O perdão que eu mais esperei

Quando criança, eu era insultado por ser efeminado. Onde havia apenas uma criança sorridente, espontânea e feliz, sem qualquer malícia, várias crianças viam alguém como objeto de ridículo e um alvo a ser destruído no único lugar, como diz Matute, que é real: a infância. Foi um milagre que não me marcou profundamente; talvez porque eu sempre enfrentei aqueles que me provocavam e nunca os traumatizei. Dente por dente não é nada bonito, mas vivendo no interior da Andaluzia e enfrentando bullying constante, eu jogava mais do que algumas pedras neles, porque mesmo quando criança eu sabia que contra "eles" a dialética e um mínimo de raciocínio, ou empatia, eram impossíveis. Suponho que a maioria de nós já tenha experimentado ridículo semelhante, e talvez até me caísse bem, porque, como disse Rodoreda, "Quem não sofre, não tem nada a dizer, a dizer ou a escrever".

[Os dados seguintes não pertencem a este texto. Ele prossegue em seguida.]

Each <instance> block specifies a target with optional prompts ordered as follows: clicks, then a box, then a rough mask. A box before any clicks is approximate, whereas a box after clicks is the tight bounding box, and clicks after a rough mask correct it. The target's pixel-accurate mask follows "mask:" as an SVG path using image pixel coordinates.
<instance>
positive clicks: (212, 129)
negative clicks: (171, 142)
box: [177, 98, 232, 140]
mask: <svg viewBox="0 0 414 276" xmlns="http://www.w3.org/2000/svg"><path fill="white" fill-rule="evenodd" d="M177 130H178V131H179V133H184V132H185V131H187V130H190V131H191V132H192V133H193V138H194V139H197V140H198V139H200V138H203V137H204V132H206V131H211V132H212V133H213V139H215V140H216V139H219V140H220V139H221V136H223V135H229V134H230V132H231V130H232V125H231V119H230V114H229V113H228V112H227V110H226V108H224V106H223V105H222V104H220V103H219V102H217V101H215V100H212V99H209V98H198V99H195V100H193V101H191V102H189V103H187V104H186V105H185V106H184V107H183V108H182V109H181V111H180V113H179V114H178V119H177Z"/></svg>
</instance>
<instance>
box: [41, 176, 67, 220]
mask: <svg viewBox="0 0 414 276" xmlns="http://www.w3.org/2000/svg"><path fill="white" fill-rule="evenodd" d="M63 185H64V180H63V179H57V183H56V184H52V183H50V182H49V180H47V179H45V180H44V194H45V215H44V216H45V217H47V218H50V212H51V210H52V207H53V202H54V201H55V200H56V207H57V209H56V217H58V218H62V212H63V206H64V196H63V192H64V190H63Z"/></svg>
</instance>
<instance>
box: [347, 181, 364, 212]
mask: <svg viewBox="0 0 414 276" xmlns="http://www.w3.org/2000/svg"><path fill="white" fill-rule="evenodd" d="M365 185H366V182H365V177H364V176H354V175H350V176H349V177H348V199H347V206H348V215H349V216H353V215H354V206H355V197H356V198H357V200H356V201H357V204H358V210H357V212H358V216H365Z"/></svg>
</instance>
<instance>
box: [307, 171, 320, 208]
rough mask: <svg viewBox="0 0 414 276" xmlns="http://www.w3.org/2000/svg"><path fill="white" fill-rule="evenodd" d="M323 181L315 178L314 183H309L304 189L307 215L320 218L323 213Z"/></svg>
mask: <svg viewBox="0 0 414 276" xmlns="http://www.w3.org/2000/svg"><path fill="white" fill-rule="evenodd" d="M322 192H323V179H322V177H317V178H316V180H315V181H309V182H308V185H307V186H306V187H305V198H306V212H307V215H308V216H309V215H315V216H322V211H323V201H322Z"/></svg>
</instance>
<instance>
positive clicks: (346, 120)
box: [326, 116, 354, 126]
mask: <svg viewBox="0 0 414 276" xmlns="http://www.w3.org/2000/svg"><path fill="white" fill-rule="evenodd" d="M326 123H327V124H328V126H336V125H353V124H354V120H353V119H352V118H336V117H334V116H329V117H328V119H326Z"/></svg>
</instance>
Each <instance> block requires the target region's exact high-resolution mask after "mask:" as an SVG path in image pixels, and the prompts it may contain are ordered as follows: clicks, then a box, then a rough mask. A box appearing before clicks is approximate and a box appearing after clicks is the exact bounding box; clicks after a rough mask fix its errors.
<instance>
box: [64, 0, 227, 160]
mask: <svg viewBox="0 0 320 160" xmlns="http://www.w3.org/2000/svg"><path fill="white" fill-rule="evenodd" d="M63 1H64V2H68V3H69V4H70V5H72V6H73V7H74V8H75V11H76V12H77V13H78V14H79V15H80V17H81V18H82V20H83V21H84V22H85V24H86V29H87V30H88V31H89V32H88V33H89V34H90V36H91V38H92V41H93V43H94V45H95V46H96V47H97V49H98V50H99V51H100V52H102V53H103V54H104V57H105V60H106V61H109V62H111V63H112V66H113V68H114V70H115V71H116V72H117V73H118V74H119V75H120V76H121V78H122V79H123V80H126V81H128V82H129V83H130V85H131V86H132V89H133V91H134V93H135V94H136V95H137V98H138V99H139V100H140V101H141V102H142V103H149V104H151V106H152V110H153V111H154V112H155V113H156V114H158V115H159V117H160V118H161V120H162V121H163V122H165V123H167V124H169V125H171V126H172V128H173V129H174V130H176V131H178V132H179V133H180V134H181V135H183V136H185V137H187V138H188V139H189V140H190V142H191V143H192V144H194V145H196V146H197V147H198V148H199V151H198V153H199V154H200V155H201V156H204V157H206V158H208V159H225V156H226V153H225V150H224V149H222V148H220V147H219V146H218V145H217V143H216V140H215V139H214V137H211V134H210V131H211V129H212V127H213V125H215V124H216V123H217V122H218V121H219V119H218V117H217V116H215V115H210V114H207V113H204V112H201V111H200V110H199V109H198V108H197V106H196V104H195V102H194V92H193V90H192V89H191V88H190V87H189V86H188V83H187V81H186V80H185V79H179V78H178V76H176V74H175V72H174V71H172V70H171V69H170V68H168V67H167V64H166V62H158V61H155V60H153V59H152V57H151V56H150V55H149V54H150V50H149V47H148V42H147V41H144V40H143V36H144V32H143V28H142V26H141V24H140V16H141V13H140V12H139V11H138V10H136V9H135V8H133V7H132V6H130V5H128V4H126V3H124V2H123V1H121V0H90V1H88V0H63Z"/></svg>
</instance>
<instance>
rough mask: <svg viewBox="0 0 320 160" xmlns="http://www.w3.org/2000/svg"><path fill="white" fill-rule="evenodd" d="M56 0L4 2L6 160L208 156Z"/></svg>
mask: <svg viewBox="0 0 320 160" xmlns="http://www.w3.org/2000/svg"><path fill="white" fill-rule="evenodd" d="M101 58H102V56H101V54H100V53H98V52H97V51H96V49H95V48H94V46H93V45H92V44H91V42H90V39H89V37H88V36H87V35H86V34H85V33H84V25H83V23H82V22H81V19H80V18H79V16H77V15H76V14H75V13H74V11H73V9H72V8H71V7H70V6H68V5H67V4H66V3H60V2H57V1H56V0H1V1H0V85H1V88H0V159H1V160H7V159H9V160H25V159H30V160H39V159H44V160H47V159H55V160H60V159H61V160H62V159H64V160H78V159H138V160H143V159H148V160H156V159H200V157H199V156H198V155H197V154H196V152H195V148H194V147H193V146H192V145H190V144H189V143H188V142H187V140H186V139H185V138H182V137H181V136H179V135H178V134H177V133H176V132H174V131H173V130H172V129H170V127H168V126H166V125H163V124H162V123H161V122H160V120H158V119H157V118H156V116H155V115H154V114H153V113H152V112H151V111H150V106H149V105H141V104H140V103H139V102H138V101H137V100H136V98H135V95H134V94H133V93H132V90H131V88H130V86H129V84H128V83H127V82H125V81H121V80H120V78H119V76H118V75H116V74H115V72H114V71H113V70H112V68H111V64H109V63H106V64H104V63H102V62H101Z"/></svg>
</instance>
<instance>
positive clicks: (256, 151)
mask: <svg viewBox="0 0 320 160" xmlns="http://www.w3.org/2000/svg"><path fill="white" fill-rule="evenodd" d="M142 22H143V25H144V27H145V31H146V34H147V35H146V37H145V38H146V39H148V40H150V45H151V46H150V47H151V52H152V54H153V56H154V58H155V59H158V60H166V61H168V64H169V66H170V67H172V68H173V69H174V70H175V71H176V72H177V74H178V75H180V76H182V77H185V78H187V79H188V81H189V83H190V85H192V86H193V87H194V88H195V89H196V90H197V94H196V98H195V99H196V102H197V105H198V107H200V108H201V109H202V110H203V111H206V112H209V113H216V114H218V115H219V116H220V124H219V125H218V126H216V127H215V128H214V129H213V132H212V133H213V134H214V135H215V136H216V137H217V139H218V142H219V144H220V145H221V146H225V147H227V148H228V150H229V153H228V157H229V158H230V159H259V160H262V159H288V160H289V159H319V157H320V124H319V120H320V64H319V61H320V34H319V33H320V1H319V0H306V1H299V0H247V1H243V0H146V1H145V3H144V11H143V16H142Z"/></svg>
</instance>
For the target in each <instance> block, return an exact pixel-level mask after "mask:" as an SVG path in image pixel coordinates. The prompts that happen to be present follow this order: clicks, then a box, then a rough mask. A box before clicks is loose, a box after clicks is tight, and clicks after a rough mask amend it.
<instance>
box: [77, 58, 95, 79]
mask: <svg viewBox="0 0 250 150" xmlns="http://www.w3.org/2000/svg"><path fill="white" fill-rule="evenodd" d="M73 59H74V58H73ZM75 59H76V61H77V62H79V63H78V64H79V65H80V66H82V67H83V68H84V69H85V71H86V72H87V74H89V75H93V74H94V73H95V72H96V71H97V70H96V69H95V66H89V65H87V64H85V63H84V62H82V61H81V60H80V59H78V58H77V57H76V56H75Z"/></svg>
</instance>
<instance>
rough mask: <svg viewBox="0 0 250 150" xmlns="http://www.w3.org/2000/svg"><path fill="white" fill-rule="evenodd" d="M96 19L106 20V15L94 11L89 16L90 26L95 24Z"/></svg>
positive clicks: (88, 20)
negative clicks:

David Uclés, ao centro, cercado por amigos há duas décadas
De qualquer forma, hoje quero contar uma coisa linda. Exatamente vinte anos atrás, um garoto me insultou junto com seus amigos. Aparentemente, a cena foi bastante violenta, mas não consigo me lembrar, porque localizá-la entre tantas outras seria tão difícil quanto lembrar de um dia chuvoso específico em anos de enchentes. Mas o outro rapaz não conseguiu esquecer, e essa lembrança permaneceu com ele até hoje, quando me procurou e escreveu para se desculpar pelo mal causado. Ele explicou que, em seu "recente processo de desconstrução como homem", reconheceu atitudes das quais não se orgulha. Respondi e disse a ele para não se preocupar, que isso é mais comum do que pensamos — as crianças são cruéis por imitação e não por natureza, e a sociedade nos anos 1990, e antes, praticava uma homofobia e um machismo reinantes que se refletiam no pátio da escola.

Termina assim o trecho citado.